You get advance (from hmtx) directly. The left side bearing isn't a separate field, but you can derive it as xMin for glyphs whose outline starts after the origin; the right side bearing is advance - xMax. The record gives you advance, xMin, and xMax, which is everything needed to compute both bearings.
Does it work on OTF (CFF) fonts as well as TrueType?
Yes. OTF files (magic OTTO, PostScript/CFF outlines) parse fine, and glyph names come from the CFF charset rather than a post table. The svgPath is produced the same way via opentype's getPath, so CFF and TrueType outlines both render correctly.

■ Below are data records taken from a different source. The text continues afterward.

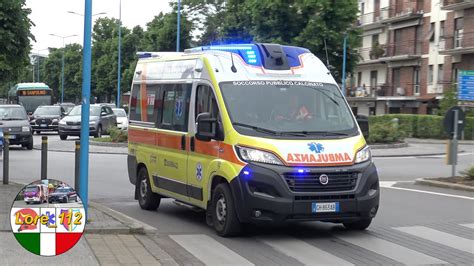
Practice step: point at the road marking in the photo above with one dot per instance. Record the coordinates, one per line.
(302, 251)
(415, 157)
(468, 225)
(209, 251)
(388, 249)
(390, 185)
(443, 238)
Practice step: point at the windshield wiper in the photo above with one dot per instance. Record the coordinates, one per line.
(322, 133)
(13, 118)
(259, 129)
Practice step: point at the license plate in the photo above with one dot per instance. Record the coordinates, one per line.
(324, 207)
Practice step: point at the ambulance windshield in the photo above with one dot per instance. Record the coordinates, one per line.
(288, 108)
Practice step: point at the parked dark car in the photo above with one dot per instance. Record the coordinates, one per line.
(101, 119)
(14, 123)
(67, 106)
(46, 118)
(63, 194)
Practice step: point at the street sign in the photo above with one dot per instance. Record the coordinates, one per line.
(466, 85)
(449, 121)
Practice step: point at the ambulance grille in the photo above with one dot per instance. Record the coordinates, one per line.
(310, 182)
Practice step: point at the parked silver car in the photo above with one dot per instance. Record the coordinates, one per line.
(101, 119)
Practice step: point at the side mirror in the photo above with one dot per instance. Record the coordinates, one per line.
(206, 127)
(363, 122)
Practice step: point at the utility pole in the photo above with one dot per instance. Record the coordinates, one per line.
(119, 72)
(344, 66)
(178, 26)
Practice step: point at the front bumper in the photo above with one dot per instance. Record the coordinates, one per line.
(264, 195)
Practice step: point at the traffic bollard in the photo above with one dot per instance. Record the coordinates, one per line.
(6, 159)
(44, 157)
(76, 166)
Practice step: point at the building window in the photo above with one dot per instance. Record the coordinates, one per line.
(440, 74)
(416, 81)
(430, 75)
(431, 32)
(455, 74)
(441, 29)
(458, 32)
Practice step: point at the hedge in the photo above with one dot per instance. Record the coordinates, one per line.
(423, 126)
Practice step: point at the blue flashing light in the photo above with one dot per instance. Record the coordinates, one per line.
(248, 52)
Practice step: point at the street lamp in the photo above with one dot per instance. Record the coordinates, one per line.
(62, 63)
(119, 74)
(79, 14)
(179, 26)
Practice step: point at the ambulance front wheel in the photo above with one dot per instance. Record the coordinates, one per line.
(224, 215)
(147, 199)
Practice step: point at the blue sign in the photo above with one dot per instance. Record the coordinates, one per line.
(466, 85)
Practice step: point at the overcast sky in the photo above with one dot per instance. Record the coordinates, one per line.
(52, 17)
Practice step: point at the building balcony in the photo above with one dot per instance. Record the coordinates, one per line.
(372, 55)
(400, 51)
(460, 43)
(396, 14)
(456, 4)
(372, 20)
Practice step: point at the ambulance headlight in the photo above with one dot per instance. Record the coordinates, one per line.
(363, 155)
(258, 156)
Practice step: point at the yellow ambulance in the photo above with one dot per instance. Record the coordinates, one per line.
(251, 133)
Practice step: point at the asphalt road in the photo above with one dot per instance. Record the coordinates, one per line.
(415, 224)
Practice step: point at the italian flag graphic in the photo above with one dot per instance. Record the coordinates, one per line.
(48, 231)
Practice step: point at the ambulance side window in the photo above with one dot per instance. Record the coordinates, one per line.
(143, 105)
(206, 101)
(175, 111)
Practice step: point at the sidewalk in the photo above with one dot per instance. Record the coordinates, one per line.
(415, 147)
(110, 238)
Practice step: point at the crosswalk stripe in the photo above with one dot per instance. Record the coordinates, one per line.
(388, 249)
(468, 225)
(443, 238)
(209, 251)
(302, 251)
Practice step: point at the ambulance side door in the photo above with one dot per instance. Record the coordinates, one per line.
(172, 157)
(201, 153)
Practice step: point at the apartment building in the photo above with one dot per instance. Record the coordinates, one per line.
(411, 52)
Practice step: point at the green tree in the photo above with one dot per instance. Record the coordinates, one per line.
(15, 37)
(51, 72)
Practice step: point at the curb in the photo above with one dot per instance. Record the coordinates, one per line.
(109, 144)
(431, 141)
(388, 146)
(134, 226)
(433, 183)
(90, 152)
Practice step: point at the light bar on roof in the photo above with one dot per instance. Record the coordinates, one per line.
(248, 52)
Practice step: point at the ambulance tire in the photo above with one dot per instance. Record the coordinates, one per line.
(361, 224)
(225, 219)
(147, 199)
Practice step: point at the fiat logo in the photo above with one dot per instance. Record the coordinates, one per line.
(323, 179)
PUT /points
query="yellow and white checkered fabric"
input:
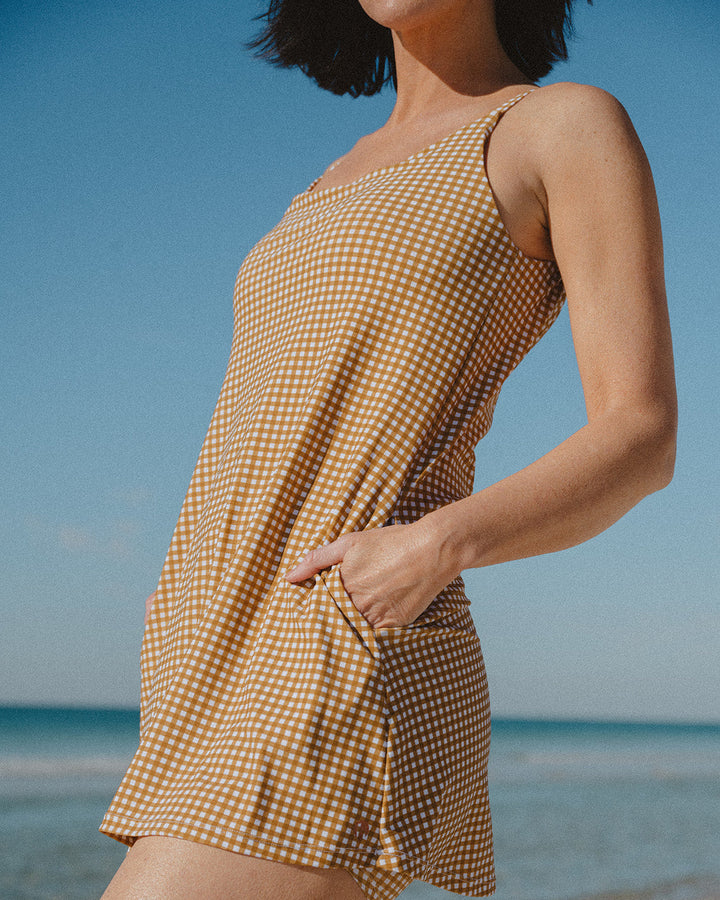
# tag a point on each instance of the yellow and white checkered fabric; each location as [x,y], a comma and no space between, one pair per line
[374,326]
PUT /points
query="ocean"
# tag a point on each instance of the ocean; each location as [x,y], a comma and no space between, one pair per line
[581,810]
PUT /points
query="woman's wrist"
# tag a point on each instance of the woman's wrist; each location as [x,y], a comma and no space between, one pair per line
[448,542]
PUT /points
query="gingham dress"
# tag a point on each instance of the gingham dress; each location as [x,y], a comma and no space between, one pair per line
[374,326]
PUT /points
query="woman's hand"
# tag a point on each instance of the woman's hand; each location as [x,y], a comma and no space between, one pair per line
[391,574]
[148,605]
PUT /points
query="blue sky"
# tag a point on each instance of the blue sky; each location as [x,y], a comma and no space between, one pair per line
[143,152]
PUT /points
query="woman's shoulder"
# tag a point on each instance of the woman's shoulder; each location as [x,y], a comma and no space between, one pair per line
[568,125]
[566,113]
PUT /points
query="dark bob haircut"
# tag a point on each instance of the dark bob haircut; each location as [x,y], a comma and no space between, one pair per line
[345,51]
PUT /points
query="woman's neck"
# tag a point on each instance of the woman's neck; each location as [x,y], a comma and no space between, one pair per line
[441,66]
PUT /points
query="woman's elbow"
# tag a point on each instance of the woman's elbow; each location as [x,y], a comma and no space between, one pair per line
[660,442]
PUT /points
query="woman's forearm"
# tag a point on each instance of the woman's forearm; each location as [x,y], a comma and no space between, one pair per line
[564,498]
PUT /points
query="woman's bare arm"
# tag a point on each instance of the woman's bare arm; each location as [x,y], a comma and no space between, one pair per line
[605,232]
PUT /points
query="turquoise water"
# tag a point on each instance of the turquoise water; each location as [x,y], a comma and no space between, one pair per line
[582,811]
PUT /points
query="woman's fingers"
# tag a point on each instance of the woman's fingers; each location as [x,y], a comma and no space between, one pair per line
[320,558]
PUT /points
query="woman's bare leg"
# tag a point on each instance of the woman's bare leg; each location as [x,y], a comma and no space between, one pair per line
[161,868]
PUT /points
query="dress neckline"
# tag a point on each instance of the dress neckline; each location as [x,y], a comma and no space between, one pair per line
[311,192]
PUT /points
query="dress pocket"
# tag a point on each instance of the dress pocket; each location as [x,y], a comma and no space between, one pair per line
[352,615]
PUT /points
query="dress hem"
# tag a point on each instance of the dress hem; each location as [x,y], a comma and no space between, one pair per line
[304,854]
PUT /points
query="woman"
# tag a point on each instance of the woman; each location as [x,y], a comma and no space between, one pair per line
[315,719]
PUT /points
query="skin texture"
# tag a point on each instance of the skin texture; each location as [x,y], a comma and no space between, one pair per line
[571,183]
[161,868]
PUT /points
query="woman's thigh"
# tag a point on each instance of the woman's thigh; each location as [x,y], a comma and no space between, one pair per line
[161,868]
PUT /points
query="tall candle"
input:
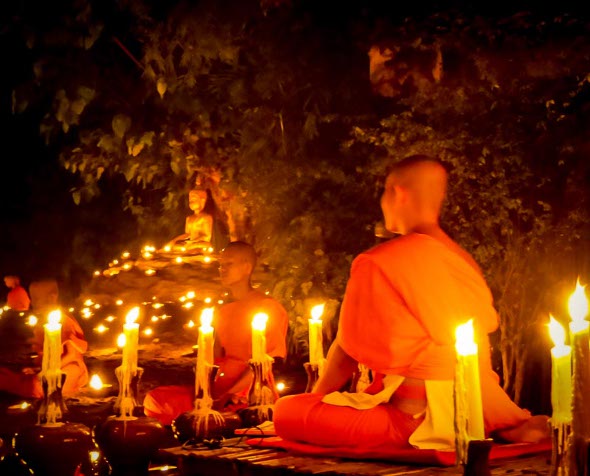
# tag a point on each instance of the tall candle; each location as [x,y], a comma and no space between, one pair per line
[51,363]
[131,332]
[468,404]
[316,350]
[259,337]
[205,354]
[561,375]
[579,333]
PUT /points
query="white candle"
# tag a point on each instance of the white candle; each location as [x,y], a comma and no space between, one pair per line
[131,332]
[580,338]
[561,375]
[206,354]
[259,337]
[316,350]
[468,387]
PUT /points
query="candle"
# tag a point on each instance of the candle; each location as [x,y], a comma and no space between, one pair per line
[468,404]
[579,336]
[316,350]
[206,337]
[561,375]
[131,332]
[259,337]
[51,364]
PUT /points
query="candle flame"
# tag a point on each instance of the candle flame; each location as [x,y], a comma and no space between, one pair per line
[317,311]
[132,316]
[556,331]
[206,318]
[464,339]
[578,303]
[54,318]
[121,340]
[95,382]
[259,321]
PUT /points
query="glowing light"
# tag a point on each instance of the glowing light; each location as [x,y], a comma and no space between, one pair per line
[132,316]
[95,382]
[578,303]
[259,321]
[53,320]
[317,311]
[121,340]
[206,319]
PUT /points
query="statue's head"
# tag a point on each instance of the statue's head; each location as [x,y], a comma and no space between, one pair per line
[44,294]
[196,200]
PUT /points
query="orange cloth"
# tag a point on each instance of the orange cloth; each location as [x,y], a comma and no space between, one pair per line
[72,363]
[233,330]
[18,299]
[403,301]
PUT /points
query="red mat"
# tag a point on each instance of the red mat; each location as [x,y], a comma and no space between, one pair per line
[413,456]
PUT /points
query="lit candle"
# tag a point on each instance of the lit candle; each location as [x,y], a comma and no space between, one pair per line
[579,337]
[206,337]
[316,350]
[468,405]
[131,332]
[52,350]
[259,337]
[561,375]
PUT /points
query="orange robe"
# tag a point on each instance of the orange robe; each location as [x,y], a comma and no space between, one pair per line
[403,301]
[72,363]
[233,330]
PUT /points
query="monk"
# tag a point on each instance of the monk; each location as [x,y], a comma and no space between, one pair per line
[26,382]
[17,298]
[233,343]
[403,301]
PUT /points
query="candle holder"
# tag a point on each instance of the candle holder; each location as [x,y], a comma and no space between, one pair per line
[128,441]
[560,434]
[202,422]
[313,374]
[53,447]
[261,396]
[478,458]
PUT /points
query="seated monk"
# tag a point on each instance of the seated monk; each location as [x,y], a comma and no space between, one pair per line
[403,302]
[198,226]
[26,382]
[17,298]
[233,343]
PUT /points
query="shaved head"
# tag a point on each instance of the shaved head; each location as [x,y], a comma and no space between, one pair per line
[415,190]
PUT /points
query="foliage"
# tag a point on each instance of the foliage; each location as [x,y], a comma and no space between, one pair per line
[270,106]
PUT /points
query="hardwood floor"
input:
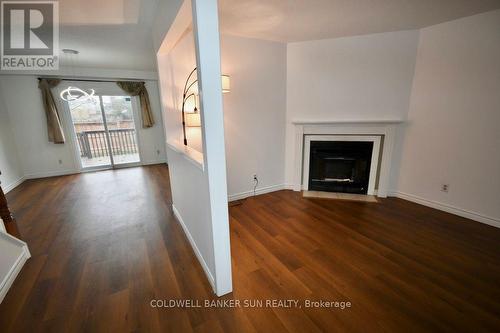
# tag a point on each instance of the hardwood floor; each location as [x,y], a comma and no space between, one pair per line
[105,244]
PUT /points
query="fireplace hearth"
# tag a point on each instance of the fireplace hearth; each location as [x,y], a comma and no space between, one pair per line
[340,166]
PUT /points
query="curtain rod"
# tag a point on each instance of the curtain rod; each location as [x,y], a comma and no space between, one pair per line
[90,80]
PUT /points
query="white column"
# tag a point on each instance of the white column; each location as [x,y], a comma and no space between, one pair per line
[206,32]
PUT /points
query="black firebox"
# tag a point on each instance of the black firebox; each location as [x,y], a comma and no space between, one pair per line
[340,166]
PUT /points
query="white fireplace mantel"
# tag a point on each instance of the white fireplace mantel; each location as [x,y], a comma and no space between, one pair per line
[383,128]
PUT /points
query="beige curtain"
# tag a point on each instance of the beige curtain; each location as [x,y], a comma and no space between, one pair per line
[54,125]
[139,89]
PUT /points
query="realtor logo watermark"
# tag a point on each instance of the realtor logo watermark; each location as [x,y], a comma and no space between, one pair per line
[30,35]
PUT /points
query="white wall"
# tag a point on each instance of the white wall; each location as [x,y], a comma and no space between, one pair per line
[354,78]
[453,136]
[40,158]
[254,113]
[10,167]
[189,184]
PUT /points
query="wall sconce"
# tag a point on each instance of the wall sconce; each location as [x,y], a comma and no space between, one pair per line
[193,119]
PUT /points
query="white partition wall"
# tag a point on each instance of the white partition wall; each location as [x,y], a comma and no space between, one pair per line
[198,170]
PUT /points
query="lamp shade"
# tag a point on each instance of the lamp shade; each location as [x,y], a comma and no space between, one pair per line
[193,119]
[226,84]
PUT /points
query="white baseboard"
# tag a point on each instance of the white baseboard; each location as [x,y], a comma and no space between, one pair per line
[447,208]
[51,174]
[195,248]
[16,268]
[261,190]
[13,185]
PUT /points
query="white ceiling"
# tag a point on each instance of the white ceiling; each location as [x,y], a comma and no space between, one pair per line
[116,34]
[111,34]
[299,20]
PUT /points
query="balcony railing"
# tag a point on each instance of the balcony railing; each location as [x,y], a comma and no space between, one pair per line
[94,143]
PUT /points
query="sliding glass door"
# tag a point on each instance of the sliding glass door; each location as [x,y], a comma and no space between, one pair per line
[105,131]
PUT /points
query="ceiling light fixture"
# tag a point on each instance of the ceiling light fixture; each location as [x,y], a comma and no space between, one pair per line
[76,94]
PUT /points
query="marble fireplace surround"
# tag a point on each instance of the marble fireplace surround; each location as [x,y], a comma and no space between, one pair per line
[382,128]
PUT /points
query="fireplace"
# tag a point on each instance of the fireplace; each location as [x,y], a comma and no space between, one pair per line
[340,166]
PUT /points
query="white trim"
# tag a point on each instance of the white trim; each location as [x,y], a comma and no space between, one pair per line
[16,268]
[152,162]
[11,186]
[51,174]
[347,121]
[258,191]
[334,138]
[495,222]
[195,248]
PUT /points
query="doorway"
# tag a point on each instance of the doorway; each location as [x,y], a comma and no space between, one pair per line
[105,132]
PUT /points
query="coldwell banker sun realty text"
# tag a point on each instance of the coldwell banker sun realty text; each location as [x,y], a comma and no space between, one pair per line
[30,35]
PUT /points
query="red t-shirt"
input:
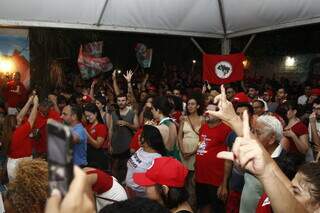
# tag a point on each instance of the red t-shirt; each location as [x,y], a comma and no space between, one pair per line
[21,145]
[264,205]
[99,130]
[104,181]
[299,129]
[14,99]
[134,144]
[40,146]
[208,168]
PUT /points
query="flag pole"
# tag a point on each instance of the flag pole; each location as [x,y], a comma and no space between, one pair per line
[197,45]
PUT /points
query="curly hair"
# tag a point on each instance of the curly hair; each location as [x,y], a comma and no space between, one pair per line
[28,192]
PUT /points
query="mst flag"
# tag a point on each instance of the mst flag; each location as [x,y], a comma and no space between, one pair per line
[90,61]
[144,55]
[221,69]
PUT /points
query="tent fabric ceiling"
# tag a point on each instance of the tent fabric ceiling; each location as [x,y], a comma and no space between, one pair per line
[175,17]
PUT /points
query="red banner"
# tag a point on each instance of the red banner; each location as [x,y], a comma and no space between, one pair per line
[222,69]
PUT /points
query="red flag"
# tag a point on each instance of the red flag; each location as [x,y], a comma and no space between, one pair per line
[221,69]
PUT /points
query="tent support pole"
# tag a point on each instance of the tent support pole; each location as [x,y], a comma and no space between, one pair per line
[223,19]
[102,12]
[225,46]
[197,45]
[249,42]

What's the .notdef glyph at index 0?
It's the mandatory fallback glyph every OpenType font must ship at index 0 — the box ("tofu") the engine draws when a codepoint has no real glyph. It has unicode: null because no codepoint maps to it, usually has a box outline, and is always the first record in the output.
Will my font be uploaded anywhere?
No. Parsing happens in your browser via opentype.js (and wawoff2/pako for WOFF2/WOFF decode). The result panel even shows a 0 bytes uploaded badge. This matters for unreleased brand fonts and licensed type — the binary never touches a server.
How do I see coverage across whole scripts instead of one glyph at a time?
Use the character-coverage-map, which scores the font against 346 real Unicode blocks and shows where coverage is complete, partial, or absent. The inspector is for per-glyph detail; the coverage map is for the bird's-eye view. The glyph-count-analyzer gives you the totals.
Privacy first
Every JAD Font tool runs entirely in your browser using opentype.js and the wawoff2 WASM Brotli encoder. Your fonts never leave your device — verified by zero outbound network requests during processing.